Friday, March 13, 2009

Enemies of the Internet

Reading newspapers isn't totally useless after all; for example, if I didn't read Le Journal de Montréal, I wouldn't have come across this article concerning countries deemed by Reporters Without Borders as being 'Enemies of the Internet'. There are also ten more countries called 'under surveillance' by RWB, including Australia and South Korea.

[Translated by me from the original French]

The twelve "Enemies of the Internet", classified by the organization for the defense and liberty of the press, are Saudi Arabia, Burma, China, North Korea, Cuba, Egypt, Iran, Syria, Tunisia, Turkmenistan, Uzbekistan and Vietnam. "All have transformed their network into an Intranet, stopping internauts from accessing information judged as undesirable –" and have put in a place a "quasi-systematic repression against internauts who spread" such information, states RWB.

You can't say that this is really surprising, knowing what shitholes those countries are in the first place. I sorely pity those poor folk.

Of course, it will come as no surprise that the "People's Republic" of China is the worst offender here, as they imprison the most cyber-dissidents of them all (49), followed by Vietnam (7) and Iran (4). Yet those stupid two-faced rats keep getting angry whenever we point out these facts. Idiotic hypocrites.

All in all, RWB have learned of 69 people that've been imprisoned throughout these countries 'for having expressed themselves freely over the Internet'.

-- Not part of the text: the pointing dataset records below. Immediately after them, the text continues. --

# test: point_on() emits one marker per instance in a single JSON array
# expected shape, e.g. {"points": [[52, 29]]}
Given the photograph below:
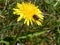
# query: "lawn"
{"points": [[13, 32]]}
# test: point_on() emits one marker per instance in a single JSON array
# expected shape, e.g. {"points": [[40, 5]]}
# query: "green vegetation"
{"points": [[12, 31]]}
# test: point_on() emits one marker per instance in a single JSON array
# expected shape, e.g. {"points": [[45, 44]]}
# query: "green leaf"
{"points": [[48, 1]]}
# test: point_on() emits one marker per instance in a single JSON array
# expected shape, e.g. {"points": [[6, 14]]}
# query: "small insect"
{"points": [[35, 17]]}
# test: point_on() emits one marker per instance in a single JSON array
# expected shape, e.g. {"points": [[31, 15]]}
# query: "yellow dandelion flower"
{"points": [[29, 12]]}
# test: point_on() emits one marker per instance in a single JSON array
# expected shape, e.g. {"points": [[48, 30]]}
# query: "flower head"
{"points": [[29, 12]]}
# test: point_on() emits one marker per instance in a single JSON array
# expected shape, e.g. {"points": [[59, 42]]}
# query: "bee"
{"points": [[35, 17]]}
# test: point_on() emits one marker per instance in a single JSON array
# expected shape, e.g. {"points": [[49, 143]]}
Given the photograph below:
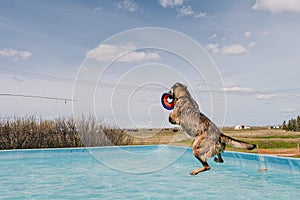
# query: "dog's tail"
{"points": [[236, 143]]}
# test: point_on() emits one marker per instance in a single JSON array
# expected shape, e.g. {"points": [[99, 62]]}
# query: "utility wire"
{"points": [[147, 89], [36, 97]]}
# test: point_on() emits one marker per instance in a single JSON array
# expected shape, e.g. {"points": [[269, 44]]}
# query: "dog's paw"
{"points": [[218, 160], [171, 121]]}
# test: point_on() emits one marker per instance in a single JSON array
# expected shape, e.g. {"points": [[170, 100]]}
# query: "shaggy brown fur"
{"points": [[208, 139]]}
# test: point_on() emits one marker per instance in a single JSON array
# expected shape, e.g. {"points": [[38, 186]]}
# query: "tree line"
{"points": [[292, 124], [29, 133]]}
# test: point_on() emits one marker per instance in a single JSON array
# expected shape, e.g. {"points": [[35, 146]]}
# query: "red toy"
{"points": [[167, 101]]}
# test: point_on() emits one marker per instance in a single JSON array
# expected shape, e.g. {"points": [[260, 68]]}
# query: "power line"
{"points": [[36, 97], [147, 89]]}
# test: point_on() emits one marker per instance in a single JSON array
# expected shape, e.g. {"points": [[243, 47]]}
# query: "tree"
{"points": [[298, 124]]}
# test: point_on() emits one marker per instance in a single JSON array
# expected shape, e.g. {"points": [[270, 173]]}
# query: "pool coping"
{"points": [[262, 162]]}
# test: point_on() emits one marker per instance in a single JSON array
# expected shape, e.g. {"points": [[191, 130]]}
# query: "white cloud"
{"points": [[247, 34], [200, 15], [265, 33], [286, 97], [233, 49], [212, 36], [214, 48], [171, 3], [277, 6], [107, 52], [251, 44], [98, 9], [128, 5], [289, 110], [185, 10], [15, 54]]}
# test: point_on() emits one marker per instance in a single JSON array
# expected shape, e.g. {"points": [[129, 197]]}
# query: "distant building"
{"points": [[276, 127], [240, 127]]}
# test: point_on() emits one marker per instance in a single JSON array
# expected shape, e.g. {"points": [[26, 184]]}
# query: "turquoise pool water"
{"points": [[143, 172]]}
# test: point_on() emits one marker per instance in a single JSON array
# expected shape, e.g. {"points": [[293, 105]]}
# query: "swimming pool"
{"points": [[143, 172]]}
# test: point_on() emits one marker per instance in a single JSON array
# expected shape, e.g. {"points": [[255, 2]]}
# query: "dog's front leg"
{"points": [[173, 119]]}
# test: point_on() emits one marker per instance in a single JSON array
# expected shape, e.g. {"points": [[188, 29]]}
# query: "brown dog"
{"points": [[208, 139]]}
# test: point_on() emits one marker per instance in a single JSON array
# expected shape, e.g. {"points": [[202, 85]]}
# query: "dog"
{"points": [[208, 139]]}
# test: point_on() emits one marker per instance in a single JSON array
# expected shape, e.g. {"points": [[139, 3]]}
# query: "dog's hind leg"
{"points": [[202, 169], [219, 158]]}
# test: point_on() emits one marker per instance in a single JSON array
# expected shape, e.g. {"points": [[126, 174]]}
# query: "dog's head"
{"points": [[179, 90]]}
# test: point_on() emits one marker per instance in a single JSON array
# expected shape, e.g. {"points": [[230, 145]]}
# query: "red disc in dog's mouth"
{"points": [[167, 101]]}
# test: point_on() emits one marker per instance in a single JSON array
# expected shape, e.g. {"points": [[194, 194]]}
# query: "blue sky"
{"points": [[254, 44]]}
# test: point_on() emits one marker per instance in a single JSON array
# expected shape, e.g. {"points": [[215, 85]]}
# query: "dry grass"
{"points": [[29, 132]]}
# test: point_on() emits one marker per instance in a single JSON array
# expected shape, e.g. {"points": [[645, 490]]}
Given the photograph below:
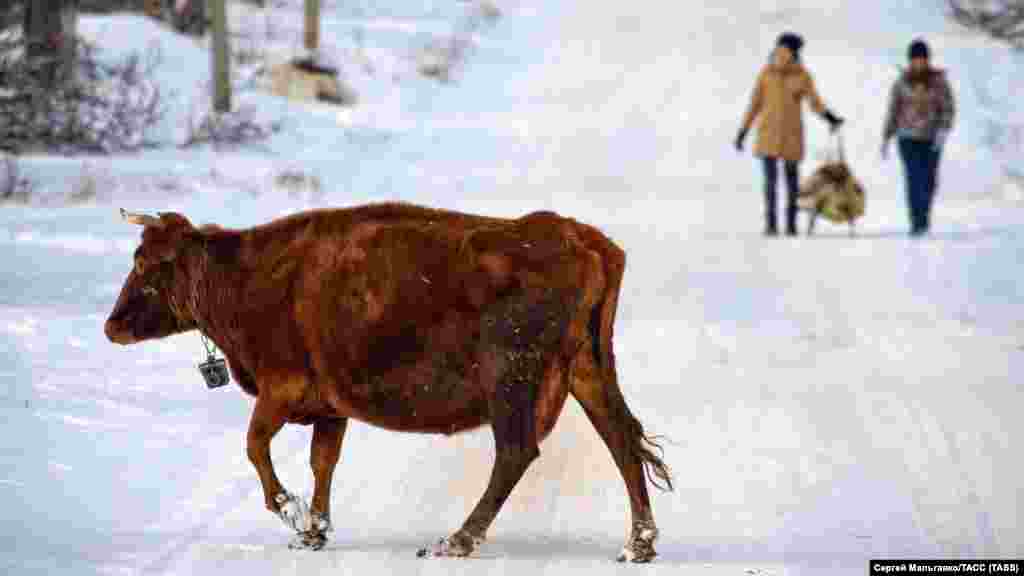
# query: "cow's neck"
{"points": [[215, 290]]}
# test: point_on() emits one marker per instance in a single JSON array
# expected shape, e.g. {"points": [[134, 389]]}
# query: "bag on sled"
{"points": [[833, 192]]}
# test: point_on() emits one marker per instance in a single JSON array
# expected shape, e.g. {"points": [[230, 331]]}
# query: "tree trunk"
{"points": [[49, 35], [312, 28]]}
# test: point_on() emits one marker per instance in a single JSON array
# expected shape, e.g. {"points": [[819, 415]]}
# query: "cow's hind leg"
{"points": [[520, 346], [324, 454], [623, 434]]}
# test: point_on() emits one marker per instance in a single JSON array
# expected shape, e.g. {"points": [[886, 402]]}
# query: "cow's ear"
{"points": [[164, 243], [175, 221]]}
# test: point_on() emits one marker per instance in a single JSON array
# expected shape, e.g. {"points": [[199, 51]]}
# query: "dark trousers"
{"points": [[792, 186], [921, 166]]}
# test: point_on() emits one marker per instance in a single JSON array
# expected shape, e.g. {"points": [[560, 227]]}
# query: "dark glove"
{"points": [[739, 138], [834, 121]]}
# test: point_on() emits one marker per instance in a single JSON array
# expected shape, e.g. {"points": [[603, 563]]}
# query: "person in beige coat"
{"points": [[778, 94]]}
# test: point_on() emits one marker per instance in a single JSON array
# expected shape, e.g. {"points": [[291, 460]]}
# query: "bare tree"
{"points": [[1003, 19]]}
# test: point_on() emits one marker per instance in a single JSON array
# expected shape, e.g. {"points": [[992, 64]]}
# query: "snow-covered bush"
{"points": [[12, 184], [104, 107]]}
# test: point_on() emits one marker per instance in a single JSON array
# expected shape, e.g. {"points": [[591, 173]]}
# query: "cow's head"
{"points": [[146, 307]]}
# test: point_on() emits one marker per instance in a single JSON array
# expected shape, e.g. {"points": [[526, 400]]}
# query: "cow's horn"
{"points": [[141, 219]]}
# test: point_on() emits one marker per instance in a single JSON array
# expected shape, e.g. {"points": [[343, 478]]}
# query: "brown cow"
{"points": [[407, 318]]}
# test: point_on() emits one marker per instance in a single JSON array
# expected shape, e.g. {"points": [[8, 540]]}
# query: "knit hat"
{"points": [[792, 41], [918, 49]]}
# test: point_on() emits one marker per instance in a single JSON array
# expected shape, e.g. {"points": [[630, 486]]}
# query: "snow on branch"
{"points": [[1003, 19]]}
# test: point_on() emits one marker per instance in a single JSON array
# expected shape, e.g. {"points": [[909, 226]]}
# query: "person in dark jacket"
{"points": [[921, 115], [780, 88]]}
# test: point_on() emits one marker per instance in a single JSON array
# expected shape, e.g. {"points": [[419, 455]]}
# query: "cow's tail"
{"points": [[644, 447]]}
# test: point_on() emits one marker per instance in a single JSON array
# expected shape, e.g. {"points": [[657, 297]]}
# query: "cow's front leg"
{"points": [[266, 420], [324, 454]]}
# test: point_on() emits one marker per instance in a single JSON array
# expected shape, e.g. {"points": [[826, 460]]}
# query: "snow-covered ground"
{"points": [[829, 399]]}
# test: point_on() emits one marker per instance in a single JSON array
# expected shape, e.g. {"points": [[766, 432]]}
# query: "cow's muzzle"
{"points": [[118, 334]]}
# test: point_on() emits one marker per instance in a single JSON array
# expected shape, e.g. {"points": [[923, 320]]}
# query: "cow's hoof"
{"points": [[640, 547], [308, 541], [459, 544], [293, 511]]}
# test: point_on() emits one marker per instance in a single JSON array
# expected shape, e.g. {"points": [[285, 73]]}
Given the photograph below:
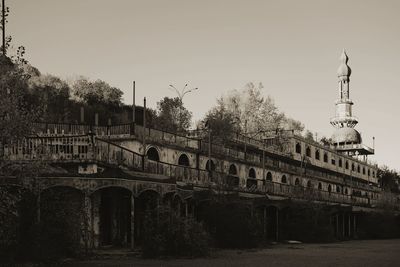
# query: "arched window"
{"points": [[308, 151], [232, 170], [338, 189], [183, 160], [317, 154], [152, 154], [212, 165], [252, 173], [269, 176], [298, 148]]}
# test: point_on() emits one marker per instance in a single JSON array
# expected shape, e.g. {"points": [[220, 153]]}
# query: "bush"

In addition to these worst 'Enemies of the Internet', RWB have categorized ten States as being 'under surveillance' for having 'adopted worrisome measures that could open the door to abuses': Australia, Bahrain, Belarus, South Korea, the United Arabian Emirates, Erythraea, Malaysia, Sri Lanka, Thailand and Zimbabwe.

Australia is included due to a law project, discussed since 2006, "which would impose on all service providers filtering each domain's connexion to remove all inappropriate, in the name of the struggle against pedo-pornography and defamation and the defense of copyrights".

Ain't that just great, Aussies? Who knows, maybe you'll have Britain-esque anti-defamation laws soon.

Not that South Korea is much better; if anything, it's even worse, as RWB accuses SK of using "disproportionate methods of regulation". Many will remember the January 07, 2009 arresting of a South Korean blogger, his "crimes" being affecting "economic exchanges in the markets" and the "credibility of the nation" (wait, they had any?) due to economic articles he'd published on a public discussion forum.

He's now facing up to five years in prison, just for sharing random information. It's not like he stole blueprints to a power plant or divulged some top-secret codes; he just shared random market information. Apparently that's enough to throw him behind bars to rot for the next half-a-decade. Sigh.